According to BofA’s Michael Hartnett, consensus is coalescing around 2021 being the year of “vaccine not virus,” “reopening not lockdown,” and “recovery not recession,” set against a macro backdrop of 5.2% global growth, 3.8% US GDP growth, 1.9% US inflation, and 1.2% on the US 10-year.
Those assumptions for growth and inflation form the scaffolding for “Uber Goldilocks,” Hartnett said, in a Thursday note. The figure (below) shows bluechip consensus for the US economy, with Goldman’s rosy forecast marked.
What are the risks to “Uber Goldilocks”? As you can imagine, they are myriad, and can be either inflationary or deflationary, depending on how you view the world.
“One risk is via higher inflation and bond yields,” Hartnett remarked, citing possible “supply bottlenecks in goods, services, [and] labor” which could conceivably “fail to keep up with an unexpected surge in demand.”
“Dollar debasement” could exacerbate such a situation, BofA said, especially if “Fed desperation to prevent [a] disorderly rise in bond yields sparks self-defeating/disorderly asset price inflation.”
If you’re searching for possible “harbingers” of elevated volatility and higher yields, the bank lists Bitcoin above $20,000, gold above $2,000 or the dollar index below 90. Hedges may include long vol positions and commodities, as well as emerging markets.

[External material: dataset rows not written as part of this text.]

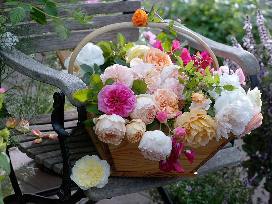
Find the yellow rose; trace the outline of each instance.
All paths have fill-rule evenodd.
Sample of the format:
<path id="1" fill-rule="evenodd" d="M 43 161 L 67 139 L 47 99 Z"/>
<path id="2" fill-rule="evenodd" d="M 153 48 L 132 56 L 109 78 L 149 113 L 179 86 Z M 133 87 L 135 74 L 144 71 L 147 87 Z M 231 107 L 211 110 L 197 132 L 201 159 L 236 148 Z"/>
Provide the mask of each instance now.
<path id="1" fill-rule="evenodd" d="M 134 143 L 141 139 L 146 129 L 146 124 L 142 120 L 134 119 L 126 125 L 126 136 L 129 141 Z"/>
<path id="2" fill-rule="evenodd" d="M 180 137 L 184 145 L 196 147 L 204 146 L 212 139 L 216 124 L 205 111 L 193 108 L 177 117 L 173 126 L 185 130 L 186 134 Z"/>
<path id="3" fill-rule="evenodd" d="M 144 53 L 150 48 L 143 45 L 137 45 L 133 48 L 129 49 L 126 54 L 126 61 L 130 62 L 133 58 L 139 58 L 143 59 Z"/>
<path id="4" fill-rule="evenodd" d="M 86 155 L 76 162 L 71 179 L 81 189 L 92 187 L 101 188 L 109 182 L 110 167 L 105 160 L 96 155 Z"/>

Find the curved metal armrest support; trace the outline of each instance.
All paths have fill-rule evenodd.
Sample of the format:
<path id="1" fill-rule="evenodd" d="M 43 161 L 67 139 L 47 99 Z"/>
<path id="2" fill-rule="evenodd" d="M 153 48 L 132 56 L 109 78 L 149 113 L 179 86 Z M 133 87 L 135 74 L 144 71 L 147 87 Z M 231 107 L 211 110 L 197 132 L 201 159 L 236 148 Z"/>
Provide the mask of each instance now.
<path id="1" fill-rule="evenodd" d="M 71 103 L 76 107 L 85 105 L 86 103 L 78 102 L 73 98 L 73 94 L 87 88 L 81 80 L 76 77 L 44 65 L 13 48 L 11 54 L 0 49 L 1 60 L 11 68 L 34 79 L 53 85 L 60 89 L 67 96 Z"/>
<path id="2" fill-rule="evenodd" d="M 253 55 L 244 50 L 239 49 L 216 42 L 202 36 L 184 26 L 181 27 L 193 33 L 203 40 L 218 57 L 229 59 L 237 63 L 243 71 L 249 76 L 259 74 L 260 65 L 258 60 Z M 180 33 L 178 33 L 177 39 L 183 41 L 187 39 L 188 45 L 200 51 L 204 51 L 203 48 L 195 40 Z"/>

On the other side, “Uber Goldilocks” could be in jeopardy from disinflationary dynamics. For example, Hartnett suggests a vaccine might “fail to inspire ‘animal spirits,'” leaving capex depressed.
At the same time, imperiled state and local governments could witness higher default rates, while the dynamics associated with “zombie” corporates may undermine economic vibrancy.
Finally, Hartnett struck a cautionary tone in noting that fiscal stimulus may disappoint, as the total delivered fiscal impulse between the US and the EU falls from $6.6 trillion in 2020 to $1.6 trillion in 2021.
While the bank is sticking with the notion that credit and equities will likely top over the next few months given “peak positioning, peak policy, and peak profits,” Hartnett does note that “investor feedback unambiguously” says “it’s too early to sell, let’s chat in spring.”
For what it’s worth, BofA’s pseudo-famous “Bull & Bear Indicator” is creeping higher, but nowhere near a contrarian “sell” signal.